6

Im trying to match a text Config migration from ASA5505 8.2 to ASA5516 in column TITLE.

My program looks like this.

Directory directory = FSDirectory.open(indexDir);

MultiFieldQueryParser queryParser = new MultiFieldQueryParser(Version.LUCENE_35,new String[] {"TITLE"}, new StandardAnalyzer(Version.LUCENE_35));        
IndexReader reader = IndexReader.open(directory);
IndexSearcher searcher = new IndexSearcher(reader);       
queryParser.setPhraseSlop(0);
queryParser.setLowercaseExpandedTerms(true);
Query query = queryParser.parse("TITLE:Config migration from ASA5505 8.2 to ASA5516");
System.out.println(queryStr);
TopDocs topDocs = searcher.search(query,100);
System.out.println(topDocs.totalHits);
ScoreDoc[] hits = topDocs.scoreDocs;
System.out.println(hits.length + " Record(s) Found");
for (int i = 0; i < hits.length; i++) {
    int docId = hits[i].doc;
    Document d = searcher.doc(docId);
    System.out.println("\"Title :\" " +d.get("TITLE") );
}

But its returning

"Title :" Config migration from ASA5505 8.2 to ASA5516
"Title :" Firewall  migration from ASA5585 to  ASA5555
"Title :" Firewall  migration from ASA5585 to  ASA5555

Second 2 results are not expected.So what modification required to match exact text Config migration from ASA5505 8.2 to ASA5516

And my indexing function looks like this

public class Lucene {
public static final String INDEX_DIR = "./Lucene";
private static final String JDBC_DRIVER = "oracle.jdbc.OracleDriver";
private static final String CONNECTION_URL = "jdbc:oracle:thin:xxxxxxx"

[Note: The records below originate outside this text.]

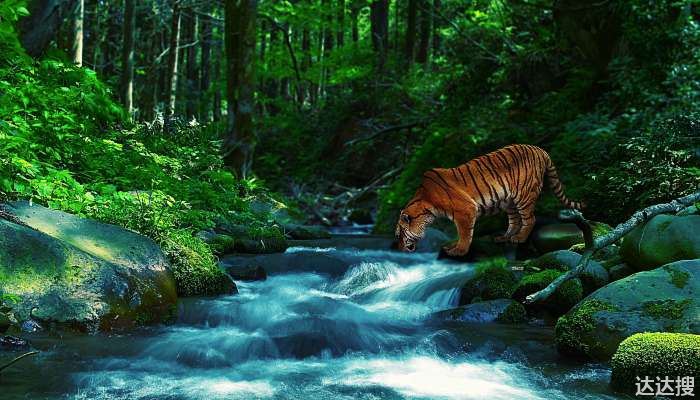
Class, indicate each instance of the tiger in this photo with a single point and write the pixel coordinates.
(508, 179)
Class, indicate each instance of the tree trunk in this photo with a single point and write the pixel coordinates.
(354, 17)
(437, 5)
(240, 74)
(216, 105)
(205, 69)
(191, 87)
(379, 16)
(171, 84)
(410, 43)
(328, 28)
(425, 26)
(127, 85)
(340, 37)
(40, 27)
(77, 30)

private static final String USER_NAME = "localhost";
private static final String PASSWORD = "localhost";
private static final String QUERY = "select * from TITLE_TABLE";

public static void main(String[] args) throws Exception {
    File indexDir = new File(INDEX_DIR);
    Lucene indexer = new Lucene();
    try {
        Date start = new Date();
        Class.forName(JDBC_DRIVER).newInstance();
        Connection conn = DriverManager.getConnection(CONNECTION_URL, USER_NAME, PASSWORD);
        SimpleAnalyzer analyzer = new SimpleAnalyzer(Version.LUCENE_35);
        IndexWriterConfig indexWriterConfig = new IndexWriterConfig(Version.LUCENE_35, analyzer);
        IndexWriter indexWriter = new IndexWriter(FSDirectory.open(indexDir), indexWriterConfig);
        System.out.println("Indexing to directory '" + indexDir + "'...");
        int indexedDocumentCount = indexer.indexDocs(indexWriter, conn);
        indexWriter.close();
        System.out.println(indexedDocumentCount + " records have been indexed successfully");
        System.out.println("Total Time:" + (new Date().getTime() - start.getTime()) / (1000));
    } catch (Exception e) {
        e.printStackTrace();
    }
}

int indexDocs(IndexWriter writer, Connection conn) throws Exception {
    String sql = QUERY;
    Statement stmt = conn.createStatement();
    stmt.setFetchSize(100000);
    ResultSet rs = stmt.executeQuery(sql);
    int i = 0;
    while (rs.next()) {
        System.out.println("Addind Doc No:" + i);
        Document d = new Document();
        System.out.println(rs.getString("TITLE"));
        d.add(new Field("TITLE", rs.getString("TITLE"), Field.Store.YES, Field.Index.ANALYZED));
        d.add(new Field("NAME", rs.getString("NAME"), Field.Store.YES, Field.Index.ANALYZED));
        writer.addDocument(d);
        i++;
    }
    return i;
}
}
Santosh Hegde
  • 3,420
  • 10
  • 35
  • 51

3 Answers3

2

PVR is correct, that using a phrase query is probably the right solution here, but they missed on how to use the PhraseQuery class. You are already using QueryParser though, so just use the query parser syntax by enclosing you search text in quotes:

Query query = queryParser.parse("TITLE:\"Config migration from ASA5505 8.2 to ASA5516\"");

Based on your update, you are using a different analyzer at index-time and query-time. SimpleAnalyzer and StandardAnalyzer don't do the same things. Unless you have a very good reason to do otherwise, you should analyze the same way when indexing and querying.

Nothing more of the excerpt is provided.